Overall, these data demonstrate that IV BCG vaccination resulted in complete protection against Mtb in SIV-naive animals. Furthermore, we show that high-order protection against Mtb is achievable in SIV+ animals.
Discussion
Protection against TB in SIV+ macaques has not been previously demonstrated. Here we show that IV BCG can confer sterilizing immunity in 75% of SIV+ macaques. In addition, we recapitulated our previously published robust protection and sterilizing immunity provided by IV BCG in SIV-naive rhesus macaques16 in 100% of MCM, a different SIV-naive macaque species. Immune responses to IV BCG were similar in SIV-naive and SIV+ macaques, with a robust and sustained expansion of mycobacterial-specific CD4+ and CD8+ T cells in the airways, lower but significant increases in γδ T cells and MAIT cells, and enhanced mycobacterial-reactive antibody responses in blood and airways.
HIV/SIV infection is known to impair immune responses in their respective hosts. One concern of HIV/SIV infection is whether infection will interfere with vaccine-elicited immune responses in PLWHIV and NHP43,44. Collectively, our data indicate that SIV infection did not drastically impair the generation of mycobacterial-specific T cell or antibody responses in airways and blood. We previously reported an influx of mycobacterial-specific CD4+ and CD8+ T cells in the airways of IV BCG-vaccinated SIV-naive rhesus macaques, which correlated with protection16,45. Here, we observed a similar influx of airway CD4+ and CD8+ T cells, and increased circulating CD4+ T cell frequencies, in SIV+ and SIV-naive animals shortly after IV BCG vaccination. Polyfunctional TH17 T cells in airways following mucosal BCG vaccination have been correlated with protection15 and are associated with better Mtb control in granulomas46. We observed here an influx of IL-17A-producing CD4+ T cells in airways and an increase in circulating TH1/TH17 (TH1*) CD4+ T cell frequencies in both SIV+ and SIV-naive groups after IV BCG vaccination. Mycobacterial-specific antibodies, which have been associated with IV BCG efficacy and Mtb control20,47, increased in plasma and airways following IV BCG vaccination, regardless of SIV status.
It is important to note that the vaccinated animals were treated with anti-mycobacterial drugs beginning within 4 weeks of vaccination as an added precaution against disseminated BCG in SIV+ animals. Yet the IV BCG-induced immune responses and protection were not diminished but rather maintained in all SIV-naive macaques and most SIV+ macaques. These data suggest that BCG can be killed soon after vaccination without loss of protection. IV BCG has been shown to induce an influx of CD3+ T cells in lung tissue and airways and CD11c+ antigen-presenting cells in lung tissue 1 month after vaccination in SIV-naive rhesus macaques16. This early influx of cells to airways and lung, around the same time frame we initiated HRE, may indicate that sterilizing immune mechanisms are established within the first month after vaccination, although exact BCG kill kinetics were not measured in our study and it is possible that longer antigen exposure is required for durable protection.

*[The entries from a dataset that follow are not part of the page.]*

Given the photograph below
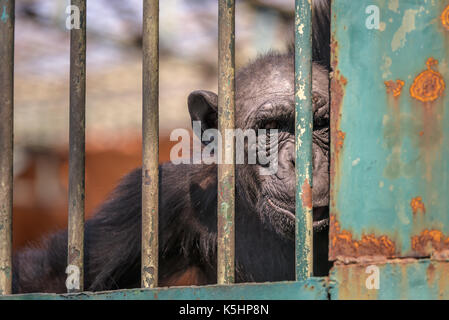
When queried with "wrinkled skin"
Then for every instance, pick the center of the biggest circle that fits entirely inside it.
(264, 220)
(265, 100)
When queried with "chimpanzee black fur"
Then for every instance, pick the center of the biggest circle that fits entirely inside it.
(265, 205)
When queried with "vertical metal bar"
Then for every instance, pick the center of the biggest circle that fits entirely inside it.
(303, 135)
(6, 141)
(226, 171)
(75, 256)
(150, 144)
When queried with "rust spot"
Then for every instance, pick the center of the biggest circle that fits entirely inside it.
(394, 87)
(307, 194)
(343, 244)
(445, 18)
(430, 273)
(427, 240)
(417, 205)
(428, 85)
(340, 140)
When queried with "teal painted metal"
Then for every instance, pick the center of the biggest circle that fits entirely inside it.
(409, 279)
(303, 135)
(311, 289)
(390, 128)
(226, 122)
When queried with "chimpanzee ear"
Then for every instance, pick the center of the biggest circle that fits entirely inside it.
(203, 107)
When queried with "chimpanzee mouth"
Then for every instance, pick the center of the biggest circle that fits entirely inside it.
(320, 214)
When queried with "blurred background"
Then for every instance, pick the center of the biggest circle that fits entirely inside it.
(188, 61)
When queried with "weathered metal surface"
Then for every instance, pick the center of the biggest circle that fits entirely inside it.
(6, 140)
(303, 135)
(310, 289)
(150, 144)
(390, 130)
(398, 279)
(75, 256)
(226, 121)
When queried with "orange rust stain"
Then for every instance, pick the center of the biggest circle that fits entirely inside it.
(417, 205)
(428, 85)
(307, 194)
(343, 244)
(445, 18)
(340, 139)
(429, 239)
(394, 87)
(430, 273)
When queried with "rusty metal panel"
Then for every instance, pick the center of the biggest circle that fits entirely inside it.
(150, 144)
(226, 121)
(6, 141)
(401, 279)
(75, 255)
(310, 289)
(390, 129)
(303, 139)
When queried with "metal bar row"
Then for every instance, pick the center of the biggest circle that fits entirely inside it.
(150, 142)
(75, 252)
(303, 139)
(6, 141)
(226, 121)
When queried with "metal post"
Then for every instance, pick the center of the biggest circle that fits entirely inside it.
(75, 256)
(150, 144)
(303, 135)
(226, 171)
(6, 141)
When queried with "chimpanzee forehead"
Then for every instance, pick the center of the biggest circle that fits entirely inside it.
(270, 75)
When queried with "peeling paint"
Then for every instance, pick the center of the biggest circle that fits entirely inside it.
(394, 87)
(408, 25)
(428, 241)
(343, 245)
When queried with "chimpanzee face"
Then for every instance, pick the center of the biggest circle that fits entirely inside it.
(265, 100)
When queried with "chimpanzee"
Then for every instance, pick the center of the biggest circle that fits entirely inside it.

We noted a transient spike in plasma viraemia 2 weeks after IV BCG vaccination, which was mirrored by an increased frequency of circulating CCR5+ CD4+ T cells 2 weeks later. BCG vaccination has been shown to increase these cells in both HIV-exposed infants and infant macaques48,49. Given that CCR5+ CD4+ T cells are a target of SIV32, the observed spike in viraemia is probably due to the expansion of infectable cells induced by BCG. This transient burst of SIV replication following IV BCG may increase the viral reservoirs in tissues and represent a safety signal for TB vaccines in the context of HIV infection. However, this effect may be mitigated by concurrent ART.

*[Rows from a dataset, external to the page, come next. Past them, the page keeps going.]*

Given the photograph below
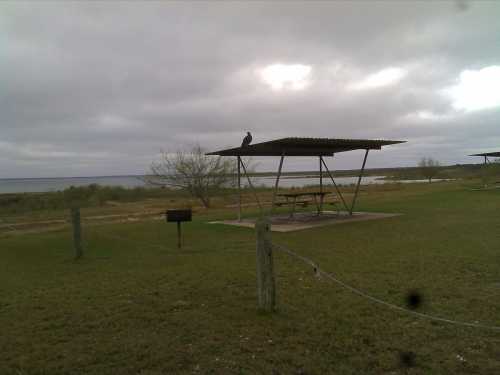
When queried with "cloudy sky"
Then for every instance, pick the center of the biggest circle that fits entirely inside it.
(100, 88)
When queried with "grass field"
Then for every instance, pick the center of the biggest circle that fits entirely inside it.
(137, 305)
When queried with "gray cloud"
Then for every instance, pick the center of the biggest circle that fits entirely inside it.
(99, 88)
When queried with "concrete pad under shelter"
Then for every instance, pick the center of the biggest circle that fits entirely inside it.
(307, 220)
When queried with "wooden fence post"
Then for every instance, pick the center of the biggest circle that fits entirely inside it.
(265, 266)
(77, 232)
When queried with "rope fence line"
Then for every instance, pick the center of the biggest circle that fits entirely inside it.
(319, 271)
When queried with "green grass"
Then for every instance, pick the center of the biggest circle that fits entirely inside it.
(136, 305)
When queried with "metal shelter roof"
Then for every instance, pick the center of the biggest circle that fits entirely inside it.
(496, 153)
(305, 147)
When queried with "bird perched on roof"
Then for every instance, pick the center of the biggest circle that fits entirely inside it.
(247, 140)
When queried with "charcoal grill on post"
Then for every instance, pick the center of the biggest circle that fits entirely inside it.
(178, 216)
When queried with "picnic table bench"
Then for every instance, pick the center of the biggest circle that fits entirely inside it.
(316, 197)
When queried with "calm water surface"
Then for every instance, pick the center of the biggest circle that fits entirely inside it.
(34, 185)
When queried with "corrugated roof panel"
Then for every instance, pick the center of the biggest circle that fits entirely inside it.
(294, 146)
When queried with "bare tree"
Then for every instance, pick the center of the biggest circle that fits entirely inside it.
(192, 170)
(428, 168)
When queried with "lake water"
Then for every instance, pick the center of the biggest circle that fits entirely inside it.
(32, 185)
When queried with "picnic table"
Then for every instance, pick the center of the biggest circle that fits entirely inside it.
(292, 200)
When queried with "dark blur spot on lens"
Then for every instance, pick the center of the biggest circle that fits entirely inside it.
(407, 359)
(414, 300)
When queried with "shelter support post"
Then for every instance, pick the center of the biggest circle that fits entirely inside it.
(359, 182)
(251, 185)
(320, 175)
(334, 184)
(277, 182)
(239, 188)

Three SIV+ vaccinated animals were unprotected from Mtb challenge. These animals tended to have a higher viral setpoint, more circulating TFH and fewer CD4+ T cells in BAL, suggesting that unprotected animals had progressive SIV infections30,50,51. In a study of BCG co-infection of SIV+ rhesus macaques, animals with high plasma viraemia (>106 copies ml−1) exhibited fewer circulating CD4+ T cells and disseminated BCG52. Airways were not sampled in that study. While we did not observe disseminated BCG in the three unprotected animals, it is possible that the progressive SIV infection ablated the development of an effective anti-mycobacterial T cell response elicited by IV BCG. Conversely, the SIV+ animals that were protected by IV BCG tended to have more CD4+ T cells in the airways and better-controlled SIV.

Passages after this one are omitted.